Raster Time-Series

Wildfire in Alaska

Lesson 3 with Ian Carroll


Lesson Objectives

Specific Achievements

Logistics

Load packages, define global variables, and take care of remaining logistics at the very top.

library(sf)
library(raster)
library(ggplot2)

out <- 'outputs_raster_ts'
dir.create(out, showWarnings = FALSE)

Top of Section


Raster upon Raster

The raster library uniformly handles two-dimensional data as a RasterLayer object, created with the raster() function. There are several cases where raster data has a third dimension.

Any RasterLayer objects that have the same extent and resolution (i.e. cover the same space with the same number of rows and columns) can be combined into one of two container types:

Raster Stacks

The layers of a “stack” can refer to data from separate files, or even a mix of data on disk and data in memory.

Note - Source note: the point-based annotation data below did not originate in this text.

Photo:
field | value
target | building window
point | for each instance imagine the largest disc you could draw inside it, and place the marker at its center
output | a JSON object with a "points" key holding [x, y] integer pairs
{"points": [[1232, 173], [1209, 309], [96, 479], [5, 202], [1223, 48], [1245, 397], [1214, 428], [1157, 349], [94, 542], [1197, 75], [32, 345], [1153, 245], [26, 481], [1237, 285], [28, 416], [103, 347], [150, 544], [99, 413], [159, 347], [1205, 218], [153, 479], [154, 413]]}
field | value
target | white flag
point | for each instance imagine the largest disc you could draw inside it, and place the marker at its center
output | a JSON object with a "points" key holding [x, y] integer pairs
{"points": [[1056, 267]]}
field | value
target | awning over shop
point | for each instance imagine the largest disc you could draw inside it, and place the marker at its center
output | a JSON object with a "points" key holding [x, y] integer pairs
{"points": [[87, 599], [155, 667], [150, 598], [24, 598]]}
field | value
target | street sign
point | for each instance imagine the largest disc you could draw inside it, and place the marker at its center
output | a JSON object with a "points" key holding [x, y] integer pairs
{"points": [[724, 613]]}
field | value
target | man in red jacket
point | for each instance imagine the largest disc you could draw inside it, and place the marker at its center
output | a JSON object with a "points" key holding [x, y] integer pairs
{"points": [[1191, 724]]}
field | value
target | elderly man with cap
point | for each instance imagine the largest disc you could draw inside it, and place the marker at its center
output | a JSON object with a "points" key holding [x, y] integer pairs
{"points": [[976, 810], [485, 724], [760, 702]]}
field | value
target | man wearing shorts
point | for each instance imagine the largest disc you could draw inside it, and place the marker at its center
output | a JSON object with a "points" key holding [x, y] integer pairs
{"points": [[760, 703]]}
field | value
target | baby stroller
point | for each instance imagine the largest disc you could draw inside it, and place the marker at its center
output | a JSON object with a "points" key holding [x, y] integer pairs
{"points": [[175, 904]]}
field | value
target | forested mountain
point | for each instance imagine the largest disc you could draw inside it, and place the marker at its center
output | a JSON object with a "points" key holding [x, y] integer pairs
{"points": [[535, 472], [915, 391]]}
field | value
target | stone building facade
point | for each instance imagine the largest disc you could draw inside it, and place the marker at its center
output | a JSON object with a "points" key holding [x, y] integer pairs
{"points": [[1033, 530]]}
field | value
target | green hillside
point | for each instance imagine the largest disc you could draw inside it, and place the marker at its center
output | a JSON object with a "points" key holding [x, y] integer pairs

ndvi_yrly <- Sys.glob('data/r_ndvi_*.tif')
> ndvi_yrly
[1] "data/r_ndvi_2001_2009_filling6__STA_year2_Amplitude0.tif"
[2] "data/r_ndvi_2001_2009_filling6__STA_year9_Amplitude0.tif"
ndvi <- stack(ndvi_yrly)
names(ndvi) <- c(
  'Avg NDVI 2002',
  'Avg NDVI 2009')
> plot(ndvi)

The data source for the first layer is the first file in the list. Note that the CRS is missing: it is quite possible to stack files with different projections. They only have to share a common extent and resolution.

> raster(ndvi, 1)
class       : RasterLayer 
dimensions  : 1951, 2441, 4762391  (nrow, ncol, ncell)
resolution  : 1000.045, 999.9567  (x, y)
extent      : -930708.7, 1510401, 454027.3, 2404943  (xmin, xmax, ymin, ymax)
coord. ref. : NA 
data source : /nfs/public-data/training/r_ndvi_2001_2009_filling6__STA_year2_Amplitude0.tif 
names       : Avg.NDVI.2002 
values      : -0.3, 0.8713216  (min, max)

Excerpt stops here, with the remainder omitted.